Although two 4.5-billion-year-old meteorites crashed to Earth in 1998, it’s taken until now to uncover some of their secrets.
The two meteorites, called Monahans and Zag, are the first discovered to contain the ingredients for life: liquid water, amino acids, hydrocarbons and other organic matter.
A chemical-makeup analysis of blue and purple salt and potassium crystals from the meteorites was published in the journal Science Advances on Wednesday.
Although it’s not exactly proof that life exists beyond Earth, the traces of water in the salt crystals could date to the earliest days of our solar system. The researchers compared it to finding a prehistoric fly preserved in amber.
Before slamming into Earth — one near a youth basketball game in Texas in March 1998 and another near Morocco in August 1998 — the meteorites lived in our solar system’s asteroid belt for billions of years.
The salt crystals from the two meteorites are similar, and researchers believe that these two objects crossed paths at some point. But the salt crystals were not always part of the meteorites themselves. It’s possible that they came from volcanic activity that ejected water or ice, which happens on ocean worlds in our solar system, and attached to the meteorites through impact.

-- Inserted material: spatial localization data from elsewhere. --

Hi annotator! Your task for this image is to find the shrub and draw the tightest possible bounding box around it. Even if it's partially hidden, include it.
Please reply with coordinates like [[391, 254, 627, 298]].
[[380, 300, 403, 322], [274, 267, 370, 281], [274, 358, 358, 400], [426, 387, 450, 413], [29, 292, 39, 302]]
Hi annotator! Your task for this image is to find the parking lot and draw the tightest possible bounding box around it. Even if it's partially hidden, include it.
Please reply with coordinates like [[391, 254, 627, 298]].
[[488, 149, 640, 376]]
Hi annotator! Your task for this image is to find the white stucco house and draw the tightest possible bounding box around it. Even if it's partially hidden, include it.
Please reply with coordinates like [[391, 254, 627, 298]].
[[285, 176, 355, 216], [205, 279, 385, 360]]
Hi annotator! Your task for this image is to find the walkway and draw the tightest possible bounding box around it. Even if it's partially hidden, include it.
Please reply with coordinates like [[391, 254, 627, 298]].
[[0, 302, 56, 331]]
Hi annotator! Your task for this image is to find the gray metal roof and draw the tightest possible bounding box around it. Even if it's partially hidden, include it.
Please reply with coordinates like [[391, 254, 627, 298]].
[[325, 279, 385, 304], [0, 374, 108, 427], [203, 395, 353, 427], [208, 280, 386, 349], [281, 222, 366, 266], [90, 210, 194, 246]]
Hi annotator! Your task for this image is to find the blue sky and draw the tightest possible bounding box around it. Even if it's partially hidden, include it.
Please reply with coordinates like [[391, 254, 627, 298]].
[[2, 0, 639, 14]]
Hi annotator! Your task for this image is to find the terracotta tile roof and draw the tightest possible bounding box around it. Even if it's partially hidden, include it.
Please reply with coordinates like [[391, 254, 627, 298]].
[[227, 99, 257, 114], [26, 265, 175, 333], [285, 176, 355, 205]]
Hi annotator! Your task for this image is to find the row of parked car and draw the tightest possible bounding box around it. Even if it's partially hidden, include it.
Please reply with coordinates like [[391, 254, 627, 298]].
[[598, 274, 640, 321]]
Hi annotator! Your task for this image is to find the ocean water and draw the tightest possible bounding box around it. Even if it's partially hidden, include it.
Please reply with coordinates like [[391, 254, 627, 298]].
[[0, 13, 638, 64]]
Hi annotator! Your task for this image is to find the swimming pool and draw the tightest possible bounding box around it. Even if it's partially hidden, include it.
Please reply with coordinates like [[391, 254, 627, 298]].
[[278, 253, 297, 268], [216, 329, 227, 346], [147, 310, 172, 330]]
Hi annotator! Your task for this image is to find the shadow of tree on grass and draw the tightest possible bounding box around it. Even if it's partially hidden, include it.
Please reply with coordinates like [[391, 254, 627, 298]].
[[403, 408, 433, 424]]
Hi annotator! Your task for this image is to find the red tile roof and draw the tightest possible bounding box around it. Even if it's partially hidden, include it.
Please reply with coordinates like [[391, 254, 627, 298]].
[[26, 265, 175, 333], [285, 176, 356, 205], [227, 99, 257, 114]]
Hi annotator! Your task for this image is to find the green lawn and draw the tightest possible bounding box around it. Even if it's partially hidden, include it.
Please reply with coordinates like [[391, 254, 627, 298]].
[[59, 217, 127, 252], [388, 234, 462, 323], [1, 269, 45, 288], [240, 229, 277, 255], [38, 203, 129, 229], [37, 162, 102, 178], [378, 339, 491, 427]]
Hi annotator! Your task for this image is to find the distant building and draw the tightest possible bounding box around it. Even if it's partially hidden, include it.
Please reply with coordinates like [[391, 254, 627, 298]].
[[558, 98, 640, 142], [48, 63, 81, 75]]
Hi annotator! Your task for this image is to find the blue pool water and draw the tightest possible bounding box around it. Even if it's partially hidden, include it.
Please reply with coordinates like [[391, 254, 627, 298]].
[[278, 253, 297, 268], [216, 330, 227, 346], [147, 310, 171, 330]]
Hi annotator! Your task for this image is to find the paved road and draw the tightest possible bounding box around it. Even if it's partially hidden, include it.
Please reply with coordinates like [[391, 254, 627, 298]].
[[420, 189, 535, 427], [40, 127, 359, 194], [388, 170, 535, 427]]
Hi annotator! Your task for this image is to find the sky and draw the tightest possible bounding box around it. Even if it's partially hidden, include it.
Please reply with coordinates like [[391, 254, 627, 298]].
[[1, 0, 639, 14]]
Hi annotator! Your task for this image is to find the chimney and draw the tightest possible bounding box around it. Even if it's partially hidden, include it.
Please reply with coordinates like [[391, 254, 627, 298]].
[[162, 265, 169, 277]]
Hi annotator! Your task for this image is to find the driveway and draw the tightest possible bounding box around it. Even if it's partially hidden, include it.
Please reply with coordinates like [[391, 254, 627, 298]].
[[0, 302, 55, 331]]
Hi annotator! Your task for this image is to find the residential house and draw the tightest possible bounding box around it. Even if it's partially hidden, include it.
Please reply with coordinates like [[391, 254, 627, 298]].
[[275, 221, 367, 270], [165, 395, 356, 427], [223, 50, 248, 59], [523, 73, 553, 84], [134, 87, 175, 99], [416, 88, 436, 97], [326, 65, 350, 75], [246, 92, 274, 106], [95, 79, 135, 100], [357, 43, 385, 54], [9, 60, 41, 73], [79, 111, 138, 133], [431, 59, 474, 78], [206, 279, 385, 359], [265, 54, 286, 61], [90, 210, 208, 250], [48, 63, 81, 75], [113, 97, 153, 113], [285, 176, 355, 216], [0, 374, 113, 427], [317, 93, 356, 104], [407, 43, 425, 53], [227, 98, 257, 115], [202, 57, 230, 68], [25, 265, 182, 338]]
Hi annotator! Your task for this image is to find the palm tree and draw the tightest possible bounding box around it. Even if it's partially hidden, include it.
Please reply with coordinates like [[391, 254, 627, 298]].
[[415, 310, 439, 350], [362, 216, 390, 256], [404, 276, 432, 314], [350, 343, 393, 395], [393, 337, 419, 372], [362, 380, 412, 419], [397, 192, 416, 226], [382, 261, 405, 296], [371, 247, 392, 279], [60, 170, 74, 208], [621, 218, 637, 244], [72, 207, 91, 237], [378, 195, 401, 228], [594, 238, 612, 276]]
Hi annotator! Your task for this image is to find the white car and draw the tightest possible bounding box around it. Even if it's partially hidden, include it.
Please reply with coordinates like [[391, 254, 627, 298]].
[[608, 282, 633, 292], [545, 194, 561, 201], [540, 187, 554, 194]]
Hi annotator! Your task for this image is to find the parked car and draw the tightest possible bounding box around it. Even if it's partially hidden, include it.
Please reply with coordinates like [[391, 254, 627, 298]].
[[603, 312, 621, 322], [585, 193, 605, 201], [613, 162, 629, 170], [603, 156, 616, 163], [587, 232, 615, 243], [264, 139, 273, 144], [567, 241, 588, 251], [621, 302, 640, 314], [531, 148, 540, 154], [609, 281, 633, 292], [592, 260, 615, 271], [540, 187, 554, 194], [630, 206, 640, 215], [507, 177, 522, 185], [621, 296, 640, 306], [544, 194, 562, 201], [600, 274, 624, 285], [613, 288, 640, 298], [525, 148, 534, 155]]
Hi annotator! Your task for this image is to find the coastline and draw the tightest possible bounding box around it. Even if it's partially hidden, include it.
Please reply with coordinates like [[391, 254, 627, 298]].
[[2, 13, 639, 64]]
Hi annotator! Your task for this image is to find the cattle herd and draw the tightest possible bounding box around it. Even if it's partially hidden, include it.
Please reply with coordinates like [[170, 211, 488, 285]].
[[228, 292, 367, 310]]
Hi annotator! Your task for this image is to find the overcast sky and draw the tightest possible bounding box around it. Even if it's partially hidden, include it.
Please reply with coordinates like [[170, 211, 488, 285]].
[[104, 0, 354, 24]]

“Our coordinated organic analysis of the salt crystals suggest that the organic matter originated from a water-rich, or previously water-rich parent body — an ocean world in the early solar system, possibly Ceres,” Queenie Chan, study author and postdoctoral research associate at The Open University in the UK, wrote in an email.
Ceres is a brown dwarf planet and the largest object in our asteroid belt. Hebe, a stony asteroid that has been traced as a source of other meteorites that have fallen to Earth, is a potential “parent” of the meteorites.
Why now?
Technology had to catch up before researchers could even think about the in-depth analysis they wanted to carry out. Chan’s adviser at NASA’s Johnson Space Center, Michael Zolensky, had the Zag meteorite sample since 1998. The Monahans meteorite was also housed at Johnson Space Center.
They needed a highly sensitive instrument that could analyze the salt crystals for amino acids. Chan meticulously collected the salt crystal samples using instruments that are reminiscent of dental picks. The samples were a fraction of the width of a human hair.
But the persistence paid off. They were able to study the samples using the Advanced Light Source X-ray beamline and microscope at the Department of Energy’s Lawrence Berkeley National Laboratory. The instrument can measure traces of specific elements and revealed the organic matter trapped within the crystals.
Chan said her team has saved some of the larger blue salt crystals for future analysis. They hope to discover more liquid water in the salt crystals and investigate the origin of the water itself. There are also other meteorite samples with well-preserved crystals that they want to test.
This also gives researchers a model for what was happening early on in Jupiter’s icy moon Europa and Saturn’s moon Enceladus, which is covered with ice and has an ocean underneath. Both exhibit the same kind of hydrovolcanic activity that may have caused these salt crystals on the meteorites. And NASA has identified both as targets for further study, given that life could exist within the chemistry that occurs on these ocean worlds.
“Our finding that the meteorites contain a wide diversity of organic compounds is exciting, but what made me jump up and down was that we were able to investigate the soluble — such as amino acids, the building blocks of life — and insoluble organic compounds contain within the tiny salt crystals which are only about 2 mm in size each, and which are the hosts to liquid water — another crucial ingredient for life to occur,” Chan said.
“These results pay off the amount of time and effort I spent in the laboratory trying to break the meteorite sample apart to ‘hand pick’ and collect the stunning blue salt crystals.”